Did you have a favourite toy as a child? The most delightful thing I had was a puppet theatre made by my Dad. It had ‘Abigail’s puppet theatre’ written on the front and Mum made the curtains for it.

They bought me fairytale characters to go with it and my brother and I would make silly shows for the other kids in the street. What do you think makes a handcrafted toy special? Even at that young age I could feel how wonderful it was and was so proud my Dad had made it. It was something special that nobody else had. So much love had gone into making it. That’s what makes handmade objects more precious, someone’s thought, time and love. Did you teach yourself how to make your creatures or did you study textiles? The textiles degree I studied was more about printing. I didn’t make objects until after uni, inspired by my friend who’d been studying Decorative Artefacts. Until I saw what she was doing I had no idea that people made things and could sell and exhibit them. I just worked from my drawings to create things in 3D, just self taught I guess, making mistakes and amending them. Is there a reason you make animal creatures and not human figures?
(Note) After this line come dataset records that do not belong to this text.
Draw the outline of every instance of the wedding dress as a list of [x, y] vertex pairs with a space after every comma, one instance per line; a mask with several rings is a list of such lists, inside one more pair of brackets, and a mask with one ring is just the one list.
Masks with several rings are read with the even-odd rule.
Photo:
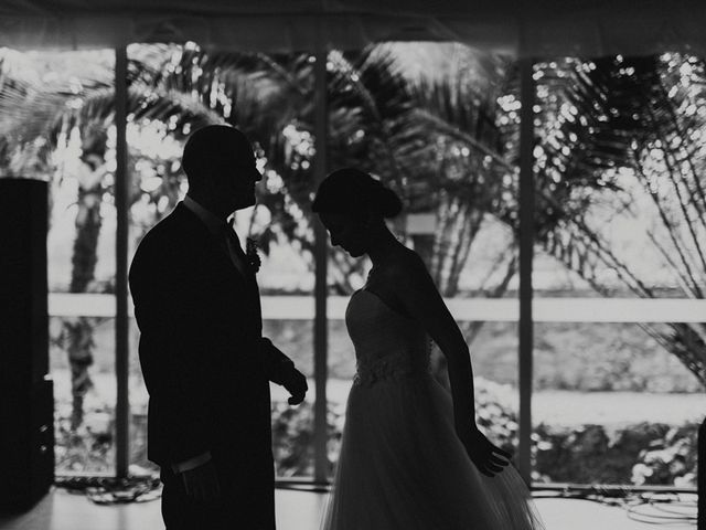
[[352, 296], [345, 320], [357, 373], [321, 529], [543, 529], [512, 465], [490, 478], [468, 457], [425, 330], [368, 290]]

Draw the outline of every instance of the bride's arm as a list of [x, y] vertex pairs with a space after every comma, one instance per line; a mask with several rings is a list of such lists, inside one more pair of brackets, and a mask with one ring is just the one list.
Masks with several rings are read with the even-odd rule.
[[[399, 271], [391, 275], [395, 297], [438, 344], [447, 359], [456, 431], [479, 470], [492, 476], [506, 465], [510, 455], [492, 445], [475, 425], [473, 370], [466, 339], [449, 312], [421, 258], [408, 251]], [[472, 453], [472, 454], [471, 454]]]

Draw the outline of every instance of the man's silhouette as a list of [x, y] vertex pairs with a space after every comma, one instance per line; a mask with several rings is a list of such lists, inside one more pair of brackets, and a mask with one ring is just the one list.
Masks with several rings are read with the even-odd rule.
[[183, 202], [142, 239], [130, 268], [150, 394], [148, 457], [168, 530], [275, 528], [269, 382], [303, 401], [306, 378], [261, 336], [255, 271], [227, 224], [261, 179], [227, 126], [184, 147]]

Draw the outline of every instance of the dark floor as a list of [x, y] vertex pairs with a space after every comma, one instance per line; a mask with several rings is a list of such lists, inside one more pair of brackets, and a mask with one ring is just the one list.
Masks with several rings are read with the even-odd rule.
[[[318, 530], [325, 494], [278, 489], [278, 530]], [[640, 506], [635, 513], [625, 508], [589, 500], [537, 498], [536, 504], [546, 530], [646, 530], [664, 517], [695, 517], [695, 496], [686, 505]], [[668, 510], [668, 511], [665, 511]], [[676, 516], [675, 516], [676, 513]], [[634, 520], [642, 518], [645, 522]], [[53, 488], [34, 509], [19, 516], [0, 515], [0, 530], [159, 530], [163, 529], [160, 501], [99, 506], [83, 495]], [[696, 528], [672, 521], [661, 529]]]

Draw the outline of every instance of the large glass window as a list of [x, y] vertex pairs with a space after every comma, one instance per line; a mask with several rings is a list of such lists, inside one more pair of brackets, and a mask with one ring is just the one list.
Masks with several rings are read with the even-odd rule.
[[703, 76], [675, 54], [537, 65], [537, 480], [695, 486]]
[[[1, 174], [51, 181], [60, 474], [115, 473], [114, 53], [0, 50]], [[194, 43], [135, 44], [128, 56], [129, 258], [183, 198], [180, 157], [194, 128], [225, 121], [254, 141], [258, 205], [235, 227], [263, 256], [264, 332], [311, 389], [289, 407], [271, 386], [277, 474], [311, 476], [314, 56]], [[534, 68], [535, 480], [694, 484], [706, 405], [704, 72], [680, 54]], [[453, 43], [331, 51], [327, 98], [329, 169], [360, 167], [403, 198], [391, 226], [422, 256], [467, 337], [479, 423], [516, 448], [518, 389], [530, 384], [517, 374], [516, 63]], [[329, 470], [355, 371], [344, 308], [368, 267], [330, 250]], [[152, 473], [130, 324], [130, 471]], [[443, 381], [438, 351], [432, 365]], [[578, 454], [609, 468], [587, 475], [570, 466]]]

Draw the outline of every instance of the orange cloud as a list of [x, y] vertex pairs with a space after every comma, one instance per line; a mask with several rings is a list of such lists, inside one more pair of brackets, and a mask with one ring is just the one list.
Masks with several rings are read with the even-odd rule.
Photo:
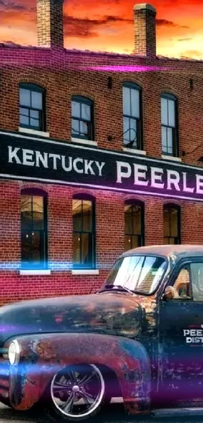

Several reasons for it; not having pets as a child and being obsessed with them,

the love of the many soft toys I had and the fact that animals can be a source of so much joy. How cute they are, the way they feel to hold and pet. Are you a bird watcher? The whole bird obsession came about accidentally after a friend asked me to make her one to go in an antique cage she’d been given. But my Dad’s always been a keen photographer and he started photographing birds. It’s been an area for us to share and through him I’ve become quite a little ornithologist! What is your favourite creature? On my first trip to the Natural History Museum I discovered an array of hilarious little creatures. There was a pygmy vole with long teeth, some kind of sand dwelling mouse with legs akin to those of a kangaroo and my favourite – the Dik Dik, a miniature deer like creature from Africa. I love the idea of a collection of animals with exaggerated features or mixing one animal’s long legs with another’s tiny body. I could create my own little mammal museum! It’s a series I’ll really spend some time on one of these days. If you could use the fabrics of any company or designer who would it be? I’d have to say the fabrics of the 1950’s would be a treat to use in my work. I just love the pattern design from that era. Lucienne Day’s fabrics would be wonderful.